2. I went through completed work and started to edit out some pieces…(rip rip) Lots of work on paper falls in this category, but also a few paintings. I want to keep the best out of a series, or conversely what I would not be embarrassed to have out-live me. (And a digital image can always remind me of the piece.) I’m not a famous artist whose legacy will be left to a museum. More likely it will be my daughter who has to figure out what to do with mom’s artwork. And if you’ve been creating work for thirty years, even with regular sales, you start to have a large collection to think about. I became increasingly aware of what a burden that could be.
3. I decided to let go of feeling obligated to respond to every event/opening/announcement/call-for-entry email- although I will still go out of my way to see something truly inspiring. I deleted my Facebook account, although at this point still have my art page. Suddenly I felt even lighter. And I had so much more free time!
4. I’ve found several other ways to launch my work into the world and people’s homes- using consultants and on-line galleries; selling at local non-profit venues and through open studios.The good thing about this process is that I am truly in control over my “inventory” and the prices I want to charge for it; whether it’s for a corporate or health care environment, or a private home. Now I often find buyers who are perhaps beginning collectors, who appreciate original artwork but are not able to spend huge sums of money. It’s more important to me that these pieces find a good home, rather than placing some arbitrarily high value on them. And because I am no longer painting for commercial solo shows or exhibitions anymore, I’m not obligated to generate a large body of work every couple of years. I’ve kept a spreadsheet that shows when I moved to this model in 2004, and when I look back it’s gratifying to see 134 pieces (!) have been placed using these outlets. And that doesn’t include the notecards and calendars that I made using original linocuts.
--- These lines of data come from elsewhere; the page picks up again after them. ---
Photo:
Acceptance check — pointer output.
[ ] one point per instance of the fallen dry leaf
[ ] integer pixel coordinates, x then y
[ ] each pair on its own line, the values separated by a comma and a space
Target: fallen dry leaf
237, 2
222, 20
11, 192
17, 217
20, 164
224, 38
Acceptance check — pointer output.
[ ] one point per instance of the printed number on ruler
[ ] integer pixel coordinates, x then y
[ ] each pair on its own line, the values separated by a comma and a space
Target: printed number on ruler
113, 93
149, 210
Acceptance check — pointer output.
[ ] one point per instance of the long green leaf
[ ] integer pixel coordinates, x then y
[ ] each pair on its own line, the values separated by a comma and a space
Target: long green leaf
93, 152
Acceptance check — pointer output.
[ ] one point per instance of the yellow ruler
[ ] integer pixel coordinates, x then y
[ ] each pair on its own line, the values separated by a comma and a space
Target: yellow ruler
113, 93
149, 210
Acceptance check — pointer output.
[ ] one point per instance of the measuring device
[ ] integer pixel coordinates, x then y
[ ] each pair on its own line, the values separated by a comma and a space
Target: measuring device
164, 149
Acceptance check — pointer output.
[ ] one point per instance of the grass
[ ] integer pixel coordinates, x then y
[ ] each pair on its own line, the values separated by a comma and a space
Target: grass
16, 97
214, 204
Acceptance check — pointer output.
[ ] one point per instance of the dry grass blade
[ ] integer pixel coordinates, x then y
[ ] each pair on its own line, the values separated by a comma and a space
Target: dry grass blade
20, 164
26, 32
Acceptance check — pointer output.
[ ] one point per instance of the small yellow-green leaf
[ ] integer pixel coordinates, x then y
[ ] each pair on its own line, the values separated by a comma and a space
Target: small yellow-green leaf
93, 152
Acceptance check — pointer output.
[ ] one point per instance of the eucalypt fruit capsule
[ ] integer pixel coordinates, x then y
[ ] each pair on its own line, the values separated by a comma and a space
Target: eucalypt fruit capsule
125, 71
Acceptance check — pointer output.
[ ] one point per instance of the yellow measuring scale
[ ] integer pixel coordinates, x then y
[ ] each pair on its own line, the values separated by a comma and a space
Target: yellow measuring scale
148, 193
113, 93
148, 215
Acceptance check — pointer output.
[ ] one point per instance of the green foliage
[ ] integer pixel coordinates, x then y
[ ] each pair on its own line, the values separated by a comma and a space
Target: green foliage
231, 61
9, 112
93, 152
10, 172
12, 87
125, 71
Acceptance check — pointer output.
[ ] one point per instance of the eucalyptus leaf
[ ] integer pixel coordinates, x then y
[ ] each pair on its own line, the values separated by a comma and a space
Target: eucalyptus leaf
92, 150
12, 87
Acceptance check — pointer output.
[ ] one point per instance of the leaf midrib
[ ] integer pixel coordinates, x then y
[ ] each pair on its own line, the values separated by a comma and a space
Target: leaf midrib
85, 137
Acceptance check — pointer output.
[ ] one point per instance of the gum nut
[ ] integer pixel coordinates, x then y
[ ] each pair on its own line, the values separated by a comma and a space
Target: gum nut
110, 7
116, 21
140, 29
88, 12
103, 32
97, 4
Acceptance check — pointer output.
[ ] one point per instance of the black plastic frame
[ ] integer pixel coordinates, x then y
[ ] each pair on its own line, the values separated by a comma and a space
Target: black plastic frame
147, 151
5. Not adding to the load- As I try to find homes for older paintings, I find that I don’t want to add many more to the ones already stored in racks.
I am doing more on paper- charcoal, and pastel drawings- small etchings or monotypes. More easily stored in flat files and can be rolled to ship out if sold. (I keep a stash of heavy duty 4” tubes for this purpose.) I decided last year to stretch up a couple large 46×52” canvases, and have something larger to challenge me for a longer length of time. (more on those next time) Plus I paint in oil so it’s a slower process anyway. Layers can’t be put on in a matter of a few minutes, sometimes you have to pause, let something dry, or scrape it off if you want to alter your approach or change a color.
So all this is a different way of defining progress, or success if you will.And it feels like a good fit for the long haul.
I would say that unlike many other professions, visual artists never need to retire in the
traditional sense of the word. Oh, sure….if you have a side career- say teaching or auto mechanics you might encounter a distinct culmination of that job.
But the siren pull of the thing yet-to-be resolved in the studio might continue, the engagement and the process and the challenge of manifesting something out of nothing is still a worthwhile and rewarding way to spend time.
Until you can no longer pick up the tool. And even then, you might find another tool. Paper cutouts anyone?
I’ve usually operated under the assumption that no ultimately no one else needs to care whether I make a painting or drawing….except for me.
Not that I am always my only audience, but that the world outside my basement/studio is not reliant on my continuing. That the only thing that propels me forward now is my own need to engage with my work.
So, skipping into the second half of my 60”s, I often encounter the question about my employment status. Retired? Self-employed? Semi-something or other?